Joel Zhang finds this behavior surprising and somewhat human-like in emotional projection.
The “Digital Long March” that AI finds hard to cross—far more than Pokémon
Pokémon is not an isolated case. In the pursuit of Artificial General Intelligence (AGI), developers have found that even if AI can excel in legal exams, it still faces insurmountable “Waterloo” in several complex games.
NetHack: The Abyss of Rules
This 1980s dungeon crawler is a nightmare for AI research. Its high randomness and “permanent death” mechanism make it extremely challenging. Facebook AI Research found that even if models can write code, their performance in NetHack, which requires common sense logic and long-term planning, is far below that of novice humans.
Minecraft: The Disappearing Sense of Goal
Although AI can craft wooden pickaxes and even mine diamonds, “defeating the Ender Dragon” remains a fantasy.
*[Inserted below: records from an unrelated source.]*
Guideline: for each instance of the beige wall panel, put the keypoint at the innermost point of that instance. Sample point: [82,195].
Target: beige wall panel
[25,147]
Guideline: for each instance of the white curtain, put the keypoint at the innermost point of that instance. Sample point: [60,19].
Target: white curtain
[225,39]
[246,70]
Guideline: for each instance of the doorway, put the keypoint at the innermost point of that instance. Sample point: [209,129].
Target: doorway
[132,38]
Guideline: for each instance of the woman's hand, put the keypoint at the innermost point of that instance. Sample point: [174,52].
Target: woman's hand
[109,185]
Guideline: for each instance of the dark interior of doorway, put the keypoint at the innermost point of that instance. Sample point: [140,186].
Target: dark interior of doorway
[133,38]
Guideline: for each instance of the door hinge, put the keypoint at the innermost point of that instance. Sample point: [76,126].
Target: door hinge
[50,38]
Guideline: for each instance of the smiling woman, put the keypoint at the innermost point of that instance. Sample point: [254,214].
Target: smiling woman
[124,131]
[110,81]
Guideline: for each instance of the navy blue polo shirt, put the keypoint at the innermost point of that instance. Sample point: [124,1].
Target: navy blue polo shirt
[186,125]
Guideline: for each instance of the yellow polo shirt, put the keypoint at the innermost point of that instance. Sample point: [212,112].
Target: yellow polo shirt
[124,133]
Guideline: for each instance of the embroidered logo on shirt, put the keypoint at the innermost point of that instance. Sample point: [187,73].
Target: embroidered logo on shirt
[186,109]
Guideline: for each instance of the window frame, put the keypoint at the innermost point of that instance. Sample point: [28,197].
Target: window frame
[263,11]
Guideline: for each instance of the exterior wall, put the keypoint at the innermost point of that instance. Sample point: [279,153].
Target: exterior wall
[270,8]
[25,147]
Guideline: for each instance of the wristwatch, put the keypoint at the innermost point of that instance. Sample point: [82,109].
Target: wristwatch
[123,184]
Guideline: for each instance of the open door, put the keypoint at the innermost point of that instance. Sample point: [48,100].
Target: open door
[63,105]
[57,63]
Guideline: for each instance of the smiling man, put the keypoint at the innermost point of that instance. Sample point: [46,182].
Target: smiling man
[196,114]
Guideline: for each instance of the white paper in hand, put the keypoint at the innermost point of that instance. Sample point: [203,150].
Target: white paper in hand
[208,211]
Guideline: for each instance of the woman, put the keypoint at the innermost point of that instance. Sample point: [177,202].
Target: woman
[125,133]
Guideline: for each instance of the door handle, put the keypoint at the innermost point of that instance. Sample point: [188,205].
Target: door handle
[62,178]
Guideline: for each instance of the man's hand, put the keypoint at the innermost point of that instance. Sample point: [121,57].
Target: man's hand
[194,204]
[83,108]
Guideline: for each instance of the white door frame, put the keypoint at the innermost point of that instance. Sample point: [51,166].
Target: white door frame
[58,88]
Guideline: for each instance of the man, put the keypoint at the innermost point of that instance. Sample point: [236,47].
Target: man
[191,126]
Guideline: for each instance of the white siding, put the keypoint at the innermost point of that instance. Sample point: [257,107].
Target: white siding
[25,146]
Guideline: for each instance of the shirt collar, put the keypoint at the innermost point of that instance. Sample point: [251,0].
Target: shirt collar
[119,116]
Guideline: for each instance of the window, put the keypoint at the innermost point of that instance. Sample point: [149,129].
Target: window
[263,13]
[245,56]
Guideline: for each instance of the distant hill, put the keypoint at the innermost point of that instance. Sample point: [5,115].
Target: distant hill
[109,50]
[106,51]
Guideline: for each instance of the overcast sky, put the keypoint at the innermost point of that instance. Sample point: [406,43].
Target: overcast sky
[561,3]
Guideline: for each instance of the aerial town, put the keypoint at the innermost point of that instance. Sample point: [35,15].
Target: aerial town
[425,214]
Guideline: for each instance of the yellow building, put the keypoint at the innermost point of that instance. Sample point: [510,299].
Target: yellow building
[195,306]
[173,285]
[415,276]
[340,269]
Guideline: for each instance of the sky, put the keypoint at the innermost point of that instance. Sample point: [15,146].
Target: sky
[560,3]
In open worlds, AI often forgets its original purpose during hours-long resource gathering or gets completely lost in complex navigation.
StarCraft II: The Gap Between Generality and Specialization
While customized models have beaten professional players, if Claude or Gemini directly take visual commands, they collapse instantly. Handling the uncertainty of “fog of war” and balancing micro-management with macro-building remain beyond the reach of general models.
Passenger Tycoon: The Imbalance of Micro and Macro
Managing a theme park requires tracking thousands of visitors. Even Claude Code with initial management capabilities can easily become exhausted when dealing with large-scale financial crashes or emergencies. Any reasoning lapse can lead to park bankruptcy.
Elden Ring and Sekiro: The Gap in Physical Feedback
These high-action feedback games are extremely unfriendly to AI. Current visual analysis delays mean that when AI is still “thinking,” the boss’s move has already resulted in the character’s death. Millisecond-level reaction requirements set a natural upper limit on the interaction logic of models.
Why has Pokémon become an AI touchstone?
Today, Pokémon is gradually becoming an informal yet highly convincing benchmark for AI evaluation.
Models from Anthropic, OpenAI, and Google have attracted hundreds of thousands of comments on Twitch streams. Google detailed Gemini’s game progress in technical reports, and Pichai publicly mentioned this achievement at the I/O developer conference. Anthropic even set up a “Claude Playing Pokémon” demo area at industry conferences.
“We are a group of super tech enthusiasts,” admits David Hershey, head of AI at Anthropic. But he emphasizes that this is not just entertainment.
Unlike traditional one-off Q&A benchmarks, Pokémon can continuously track the model’s reasoning, decision-making, and goal progression over extended periods, more closely resembling the complex tasks humans want AI to perform in the real world.
As of now, challenges for AI in Pokémon continue. But these recurring difficulties clearly outline the boundaries of capabilities that artificial general intelligence has yet to cross.